Thus, after a complete rewrite, Roddenberry’s ambitions for women on the show had been significantly altered. Kirk appeared as Captain and women were demoted to “more traditional roles,” such as yeomen or nurses. Instead of taking over command and making decisions for the crew, women on-board the Enterprisetook the Captain’s messages and made him coffee. Majel Barett, no longer First Officer, assumed a role as Nurse Chapel who spent her days mooning over Spock and handing out aspirin.
Significantly, the show also “sexed up” the women’s uniforms. In place of Number One’s sensible turtle neck and slacks in the first pilot, women officers squeezed into ultra-mini skirts, go-go boots, and beehive hairdos. All of that, I am sure, was real practical for working in space.
Oh, GayProf–I guess they’re about as practical as wearing a bathing suit and boots to help win World War II! (Maybe you just can’t understand how impractical, uncomfortable clothing is clearly necessary, in order for the patriarchy to constrain most women’s inherent superpowers. You can’t handle the sensible turtleneck and slacks!) Anyway–go read and learn from the linked posts above. Why are our visions of the future always so much more of where we’ve been already?
And, while we’re asking the big questions today: can someone please explain to me the reasons for the large cross-section of medieval history reenactors (the Society for Creative Anachronism types) and Trekkies? This is a phenomenon I’ve observed since college, where a group of SCM-ers who would show up to the dining hall with daggers they’d use as their only eating implement were also the big science fiction/Star Trek fans. Do any of you medievalists have a read on this?
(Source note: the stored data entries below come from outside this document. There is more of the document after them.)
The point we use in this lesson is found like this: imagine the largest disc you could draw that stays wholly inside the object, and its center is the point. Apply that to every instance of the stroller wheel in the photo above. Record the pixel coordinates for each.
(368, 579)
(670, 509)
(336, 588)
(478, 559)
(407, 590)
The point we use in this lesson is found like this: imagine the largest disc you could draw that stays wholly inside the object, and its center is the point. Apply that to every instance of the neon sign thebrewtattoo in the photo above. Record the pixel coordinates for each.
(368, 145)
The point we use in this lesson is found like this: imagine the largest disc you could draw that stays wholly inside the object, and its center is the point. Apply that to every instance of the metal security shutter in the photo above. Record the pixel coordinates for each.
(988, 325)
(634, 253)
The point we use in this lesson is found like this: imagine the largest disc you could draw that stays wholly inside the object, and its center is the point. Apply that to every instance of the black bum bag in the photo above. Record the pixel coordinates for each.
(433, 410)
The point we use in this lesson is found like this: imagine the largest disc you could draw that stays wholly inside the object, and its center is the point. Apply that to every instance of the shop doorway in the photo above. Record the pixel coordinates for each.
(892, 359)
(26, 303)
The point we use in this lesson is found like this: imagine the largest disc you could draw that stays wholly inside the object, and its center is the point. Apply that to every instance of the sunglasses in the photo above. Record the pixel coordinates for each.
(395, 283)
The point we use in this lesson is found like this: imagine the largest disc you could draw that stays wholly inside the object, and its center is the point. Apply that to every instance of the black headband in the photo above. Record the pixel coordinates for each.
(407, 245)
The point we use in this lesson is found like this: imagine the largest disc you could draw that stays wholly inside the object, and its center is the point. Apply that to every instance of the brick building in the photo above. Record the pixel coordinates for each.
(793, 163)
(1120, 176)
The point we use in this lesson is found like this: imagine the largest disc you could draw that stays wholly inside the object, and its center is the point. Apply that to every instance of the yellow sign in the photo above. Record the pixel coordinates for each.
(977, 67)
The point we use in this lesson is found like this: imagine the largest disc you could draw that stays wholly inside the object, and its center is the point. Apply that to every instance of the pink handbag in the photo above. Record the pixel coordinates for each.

UPDATE, 5/15/09, evening: My bad! I didn’t find this review by Erica at the good old days until tonight. (How’s that for due diligence? FAIL!) Erica writes, “the saddest thing is that Captain Pike still ends up paralyzed, although at least he doesn’t end up in a packing box able to communicate only by saying ‘BOOP’ (yes) or ‘BOOP BOOP’ (no). In many ways Star Trek was ahead of its time in 1970; this was not one of them. For a wheelchair ‘operated by brainwaves,’ that thing was extremely pathetic.” Don’t miss the horrifying photo at her blog of Pike in his packing box that looks like it’s decorated with peppermint candy–you know, to make it look all scientific, computerized, and futuristic!